2.Content Builder: This is an asynchronous collection of systems orchestrated using RabbitMQ. The audio processor consumes the item in the queue, converts bit rate using sox and uses Mozilla's DeepSpeech API to extract transcript and the timestamps. The Slides processor uses PyMuPDF to extract text and its font style in the document. This is because our system understands that headings in the lectures are more important than text.
Challenges I ran into
1. Preprocessing of audio files: Mozilla DeepSpeech works optimally when transcribing short 3-10s monophonic 16kHz bitrate .wav files. We discovered that the effectiveness of DeepSpeech trails precipitously with the slightest deviation from these specifications. If you try to transcribe a file longer than 30s, DeepSpeech gets stuck almost every time. If the file is not monophonic and 16kHz, the transcription is poor. We overcame this challenge 1) by using pydub to split the long audio files into smaller ones, with cuts made at points of silence, to maintain maximum integrity of the results. We met the other desired specifications by learning to use FFMPEG and SoX to preprocess the files before transcription.
2. Maven dependency hell: Dropwizard uses a dependency of jackson library. Elasticsearch uses with another version of Jackson library inside. Dropwizard used logback. Elasticsearch uses log4j. While trying to use these projects together in Gradle, we frequently had issues where some jar would be missing.
Accomplishments that I'm proud of
1) Mozilla deep speech API: With our limited background in machine learning, we were at first worried that incorporating machine learning in our project would make our project's scope and difficulty too much to handle. Companies like Veritone invest hundreds of millions of dollars and an entire infrastructure of employees to implement speech-to-text services, and here we were trying to implement a prototype as students in 36 hours. Nevertheless, we learned to use the DeepSpeech API effectively, and we got what we wanted - reliable and accurate speech transcription. Our use of machine learning in this project further broadens our project's potential applications, as we can retrain the machine learning model for specific purposes or subjects. The default model is trained on conversational speech, so it is pretty much incapable of recognizing the word "cache", as it will almost always interpret the speech as "cash". If we were to train our model especially for computer science-related speech, which we are capable of doing, we can potentially make our model more accurate for transcribing computer science lectures than the production-level speech-to-text web-services like Azure, AWS, and Google Cloud.
2) Setting up custom mappers for elasticsearch indices: We used our own custom analyzers and filters for elasticsearch. We also used its feature where it would not consider common English stopwords in the query.

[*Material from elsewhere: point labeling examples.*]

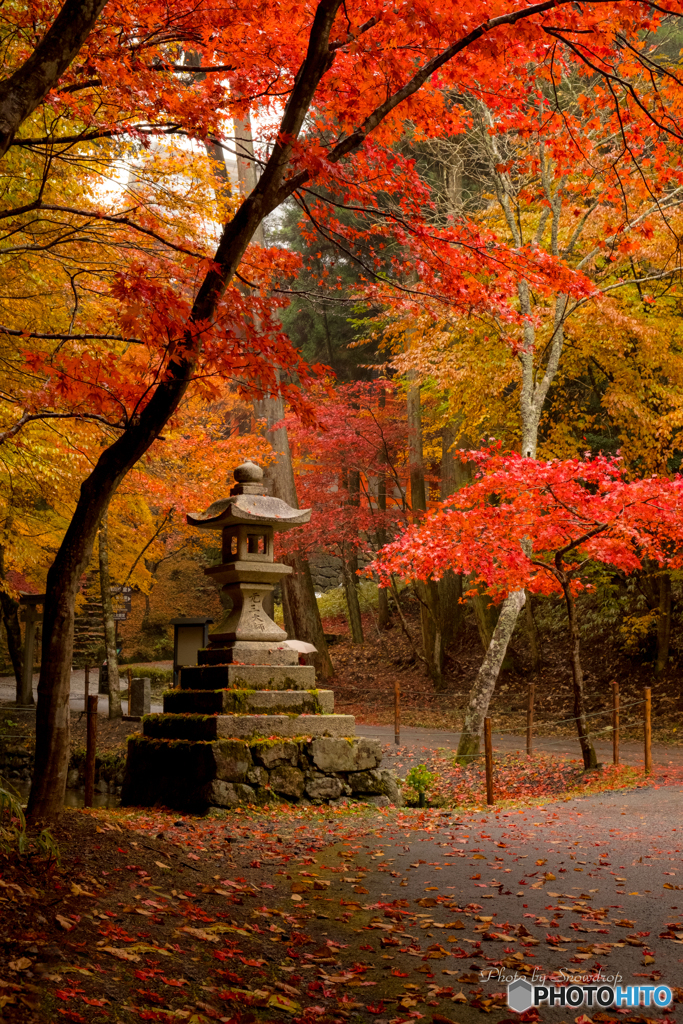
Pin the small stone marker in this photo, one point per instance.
(140, 696)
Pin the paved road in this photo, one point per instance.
(417, 741)
(590, 873)
(8, 687)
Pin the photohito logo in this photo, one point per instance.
(522, 995)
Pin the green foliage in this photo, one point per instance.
(638, 635)
(13, 835)
(420, 778)
(333, 602)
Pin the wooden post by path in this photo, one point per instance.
(91, 750)
(396, 713)
(648, 729)
(488, 753)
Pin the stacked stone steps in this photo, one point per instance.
(249, 701)
(252, 677)
(170, 726)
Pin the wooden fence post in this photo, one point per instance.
(648, 729)
(91, 750)
(488, 752)
(396, 713)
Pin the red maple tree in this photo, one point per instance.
(539, 525)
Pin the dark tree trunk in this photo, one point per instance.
(113, 682)
(384, 613)
(26, 89)
(587, 749)
(427, 592)
(485, 615)
(52, 715)
(451, 585)
(10, 616)
(350, 565)
(664, 623)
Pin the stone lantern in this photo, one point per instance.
(248, 520)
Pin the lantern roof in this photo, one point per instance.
(248, 504)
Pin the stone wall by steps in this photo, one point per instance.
(193, 774)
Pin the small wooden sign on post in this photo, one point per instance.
(648, 729)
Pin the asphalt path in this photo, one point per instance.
(602, 876)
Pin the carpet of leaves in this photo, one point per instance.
(276, 915)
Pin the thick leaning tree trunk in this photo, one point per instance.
(484, 685)
(113, 682)
(63, 578)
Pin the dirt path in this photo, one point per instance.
(336, 915)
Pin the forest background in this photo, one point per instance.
(499, 265)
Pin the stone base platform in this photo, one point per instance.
(249, 701)
(193, 726)
(250, 677)
(191, 774)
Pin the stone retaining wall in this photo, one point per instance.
(189, 774)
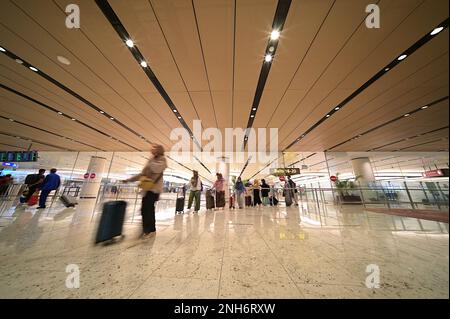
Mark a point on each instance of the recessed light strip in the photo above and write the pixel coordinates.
(74, 94)
(61, 113)
(424, 107)
(115, 22)
(388, 68)
(52, 133)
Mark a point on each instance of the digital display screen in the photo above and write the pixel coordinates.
(27, 156)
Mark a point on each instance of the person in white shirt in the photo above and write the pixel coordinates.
(195, 191)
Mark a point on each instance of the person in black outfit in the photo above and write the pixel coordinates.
(265, 188)
(34, 182)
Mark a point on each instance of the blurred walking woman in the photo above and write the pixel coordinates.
(151, 182)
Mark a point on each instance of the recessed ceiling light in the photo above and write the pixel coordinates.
(437, 30)
(274, 35)
(129, 43)
(63, 60)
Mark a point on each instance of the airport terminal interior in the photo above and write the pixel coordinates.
(311, 135)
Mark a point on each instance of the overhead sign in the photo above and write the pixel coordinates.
(27, 156)
(285, 171)
(436, 173)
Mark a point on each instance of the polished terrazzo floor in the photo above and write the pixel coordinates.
(296, 252)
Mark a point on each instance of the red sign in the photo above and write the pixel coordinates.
(433, 173)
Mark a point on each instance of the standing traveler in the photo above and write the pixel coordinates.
(151, 182)
(51, 182)
(256, 197)
(34, 183)
(265, 189)
(219, 186)
(5, 182)
(240, 191)
(195, 193)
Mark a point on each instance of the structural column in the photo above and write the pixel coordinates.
(363, 168)
(93, 177)
(223, 167)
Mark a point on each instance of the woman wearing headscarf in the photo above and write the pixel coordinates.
(256, 197)
(219, 186)
(240, 190)
(153, 170)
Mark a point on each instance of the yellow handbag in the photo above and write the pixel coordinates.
(147, 184)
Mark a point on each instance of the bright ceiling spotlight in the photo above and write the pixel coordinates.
(129, 43)
(436, 30)
(274, 35)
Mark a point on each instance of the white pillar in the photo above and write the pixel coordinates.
(363, 168)
(93, 177)
(223, 167)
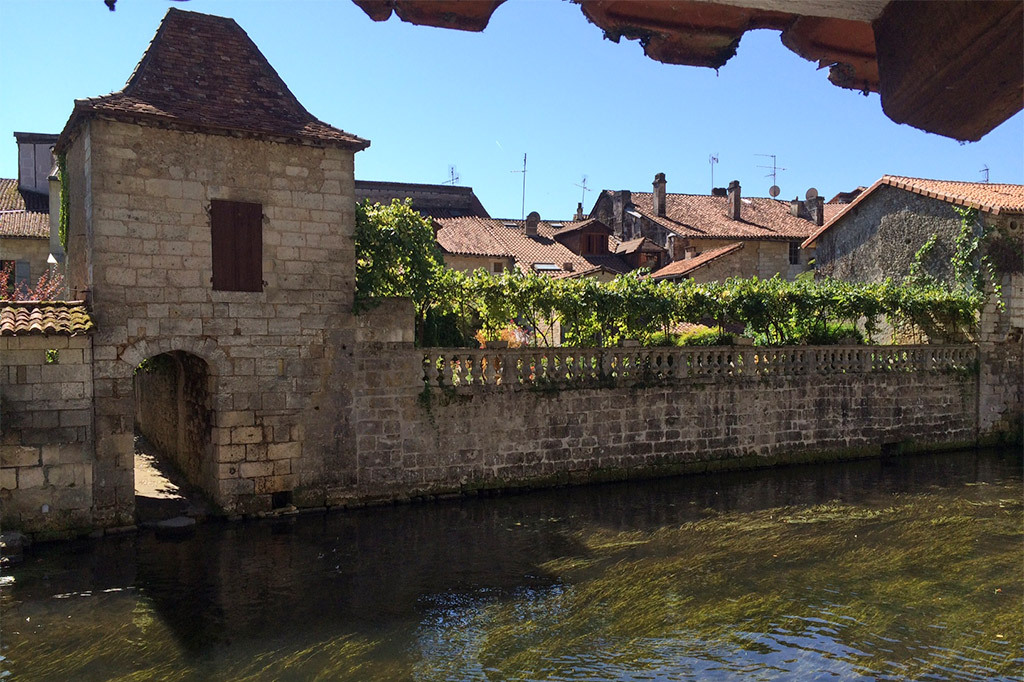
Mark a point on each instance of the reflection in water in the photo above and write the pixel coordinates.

3) PyMuPDF pdf extraction: We extracted the text along with its font family using PyMuPDF library in Python. We then normalised the font size to extract relevant headings in the document.
What I learned
System Design, Mozilla Deep Speech, Asynchronous processing, N-Gram phrase matching and lots of other stuff
What's next for Lecture-Scope
Well, we have already pitched the idea to some of our professors. Our vision is to create a widely adopted educational portal where you can also support trending lectures on a particular topic and private lectures.